A systematic review on topoisomerase 1 inhibition in the treatment of metastatic breast cancer.

Breast cancer research and treatment (2013-03-21)
Iben Kümler, Nils Brünner, Jan Stenvang, Eva Balslev, Dorte L Nielsen
摘要

Following treatment with anthracyclines and taxanes, few established options exist for the treatment of metastatic breast cancer (MBC). Although the topoisomerase 1 inhibitors irinotecan, etirinotecan, and topotecan have been used in clinical trials on MBC, the drugs have never been introduced as standard treatment for the disease. We performed a systematic review on topoisomerase 1 inhibitors in MBC and found 22 prospective trials and three retrospective ones. No phase III trials were identified. Only one study was randomized, and generally studies were small.
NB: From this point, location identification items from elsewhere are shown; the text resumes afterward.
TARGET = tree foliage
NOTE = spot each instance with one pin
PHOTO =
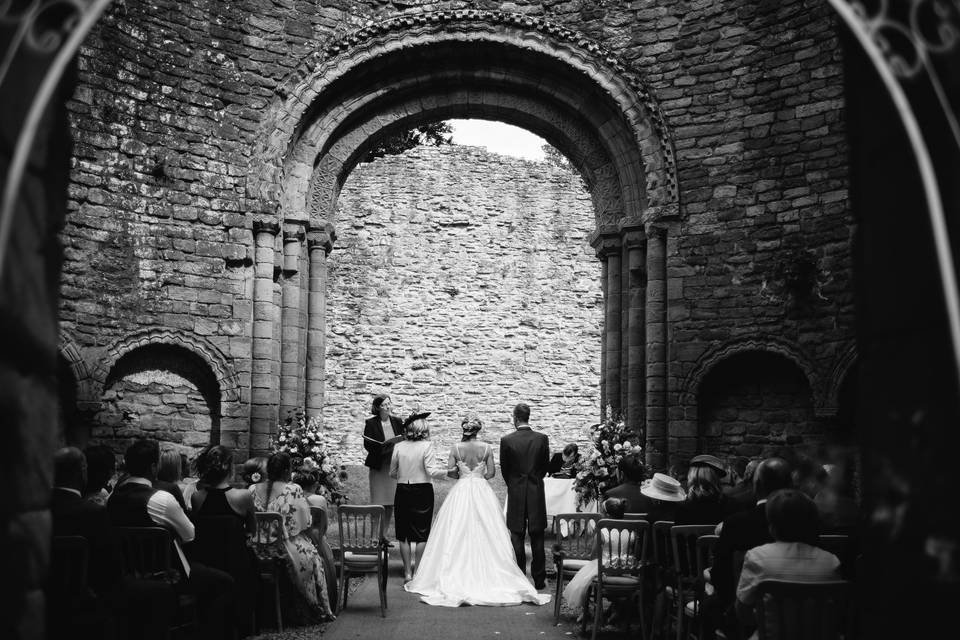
(433, 134)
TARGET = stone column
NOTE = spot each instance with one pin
(634, 248)
(320, 242)
(290, 341)
(608, 248)
(264, 380)
(656, 339)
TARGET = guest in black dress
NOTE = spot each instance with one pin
(215, 496)
(705, 503)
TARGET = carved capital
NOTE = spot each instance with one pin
(294, 232)
(632, 233)
(322, 237)
(606, 241)
(261, 225)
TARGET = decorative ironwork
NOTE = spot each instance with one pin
(907, 42)
(50, 30)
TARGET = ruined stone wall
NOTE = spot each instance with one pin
(171, 96)
(463, 281)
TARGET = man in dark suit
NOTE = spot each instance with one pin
(739, 533)
(524, 459)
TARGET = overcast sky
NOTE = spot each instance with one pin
(498, 137)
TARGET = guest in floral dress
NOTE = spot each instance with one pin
(286, 498)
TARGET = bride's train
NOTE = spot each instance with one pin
(469, 558)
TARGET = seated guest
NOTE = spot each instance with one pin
(142, 608)
(101, 467)
(278, 494)
(740, 532)
(740, 497)
(169, 474)
(308, 480)
(74, 516)
(631, 471)
(215, 496)
(705, 501)
(665, 493)
(136, 503)
(188, 483)
(562, 464)
(793, 555)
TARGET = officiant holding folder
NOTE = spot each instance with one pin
(380, 433)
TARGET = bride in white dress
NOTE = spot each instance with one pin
(469, 558)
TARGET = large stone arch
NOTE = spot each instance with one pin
(712, 357)
(520, 55)
(424, 67)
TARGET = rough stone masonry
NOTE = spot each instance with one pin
(212, 141)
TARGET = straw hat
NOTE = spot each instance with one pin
(663, 487)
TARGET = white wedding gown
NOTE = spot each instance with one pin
(469, 557)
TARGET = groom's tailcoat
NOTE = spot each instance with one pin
(524, 460)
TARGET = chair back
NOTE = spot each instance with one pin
(621, 546)
(361, 528)
(69, 563)
(844, 547)
(145, 552)
(662, 550)
(319, 517)
(788, 610)
(269, 528)
(706, 552)
(683, 539)
(576, 534)
(216, 541)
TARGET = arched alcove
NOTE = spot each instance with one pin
(160, 391)
(754, 403)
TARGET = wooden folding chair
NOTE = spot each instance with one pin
(621, 546)
(363, 548)
(272, 565)
(789, 610)
(575, 545)
(146, 554)
(684, 544)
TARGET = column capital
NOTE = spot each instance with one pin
(261, 225)
(322, 237)
(606, 241)
(632, 232)
(294, 231)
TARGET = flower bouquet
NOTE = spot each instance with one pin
(312, 446)
(597, 470)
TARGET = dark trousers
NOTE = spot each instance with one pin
(216, 593)
(538, 564)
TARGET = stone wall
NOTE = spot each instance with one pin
(173, 96)
(463, 281)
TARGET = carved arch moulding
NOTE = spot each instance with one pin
(589, 62)
(690, 390)
(220, 367)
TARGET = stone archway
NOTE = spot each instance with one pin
(493, 65)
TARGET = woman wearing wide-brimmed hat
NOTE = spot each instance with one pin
(412, 466)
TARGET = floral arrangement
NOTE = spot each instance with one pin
(312, 446)
(597, 470)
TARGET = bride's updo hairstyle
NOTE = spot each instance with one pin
(471, 426)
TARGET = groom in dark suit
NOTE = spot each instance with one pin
(524, 460)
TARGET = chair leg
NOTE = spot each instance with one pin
(556, 598)
(597, 613)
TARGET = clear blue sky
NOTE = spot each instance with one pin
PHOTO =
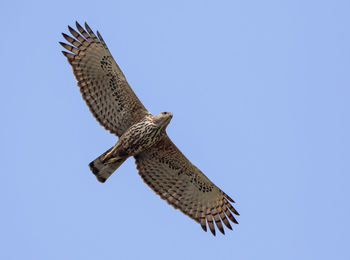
(260, 94)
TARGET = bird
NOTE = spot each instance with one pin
(161, 165)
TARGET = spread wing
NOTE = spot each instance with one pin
(175, 179)
(101, 82)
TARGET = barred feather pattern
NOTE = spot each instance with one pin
(175, 179)
(101, 82)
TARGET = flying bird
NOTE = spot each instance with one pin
(161, 165)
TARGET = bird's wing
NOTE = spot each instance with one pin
(175, 179)
(101, 82)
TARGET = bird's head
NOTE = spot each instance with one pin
(163, 119)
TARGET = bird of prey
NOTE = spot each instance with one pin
(142, 135)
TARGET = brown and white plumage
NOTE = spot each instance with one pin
(102, 83)
(160, 163)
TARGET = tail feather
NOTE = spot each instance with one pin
(104, 168)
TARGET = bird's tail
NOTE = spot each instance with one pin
(103, 168)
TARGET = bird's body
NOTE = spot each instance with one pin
(136, 139)
(160, 163)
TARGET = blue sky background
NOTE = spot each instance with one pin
(260, 95)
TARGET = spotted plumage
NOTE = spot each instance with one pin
(160, 163)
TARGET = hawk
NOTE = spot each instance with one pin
(142, 135)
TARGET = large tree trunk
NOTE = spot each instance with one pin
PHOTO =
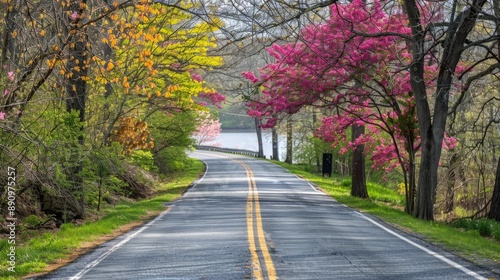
(495, 201)
(358, 187)
(432, 131)
(258, 130)
(289, 141)
(276, 154)
(452, 178)
(76, 89)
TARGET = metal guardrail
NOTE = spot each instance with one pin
(228, 150)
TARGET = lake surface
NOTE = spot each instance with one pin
(248, 141)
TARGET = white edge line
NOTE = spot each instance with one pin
(91, 265)
(430, 252)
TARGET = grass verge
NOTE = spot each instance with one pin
(387, 205)
(43, 252)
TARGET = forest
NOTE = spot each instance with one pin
(99, 98)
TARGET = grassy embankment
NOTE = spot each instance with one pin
(476, 240)
(39, 251)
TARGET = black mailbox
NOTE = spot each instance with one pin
(327, 164)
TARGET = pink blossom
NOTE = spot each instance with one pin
(74, 15)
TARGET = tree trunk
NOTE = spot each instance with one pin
(495, 201)
(289, 141)
(358, 187)
(276, 154)
(258, 130)
(432, 130)
(452, 178)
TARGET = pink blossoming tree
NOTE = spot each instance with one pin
(363, 78)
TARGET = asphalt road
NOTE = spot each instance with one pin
(250, 219)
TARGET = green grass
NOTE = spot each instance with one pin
(386, 204)
(34, 254)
Response rates (RR) for irinotecan monotherapy varied from 5 to 23 %, whereas RRs for etirinotecan were 26-32 %. Only four trials on topotecan monotherapy were reported with RRs of 6-31 %. Combination therapy with irinotecan and various chemotherapeutics resulted in RRs ranging from 14 to 64 %, whereas irinotecan combined with biologic agents showed very limited effect. Topotecan was studied in combination with either another chemotherapeutic or a biologic agent in two trials, both studies failing to show any effect of topotecan. The most common grade 3 and 4 adverse events (AE) for irinotecan were neutropenia, diarrhea, and nausea/vomiting. The dosing schedule appears to affect the toxicity profile of the drug. Hematologic AEs are most frequently reported for topotecan. Conclusively, topotecan does not seem to be efficient in the treatment of MBC. Irinotecan seem to be effective in some patients previously treated with anthracyclines and taxanes. RRs of 23 % for irinotecan and 32 % for etirinotecan are comparable to some of the more commonly used treatments for MBC. However, a large proportion of patients do not respond, thus emphasizing the need for a biomarker predictive of response to irinotecan in order to introduce this drug as the standard treatment for MBC.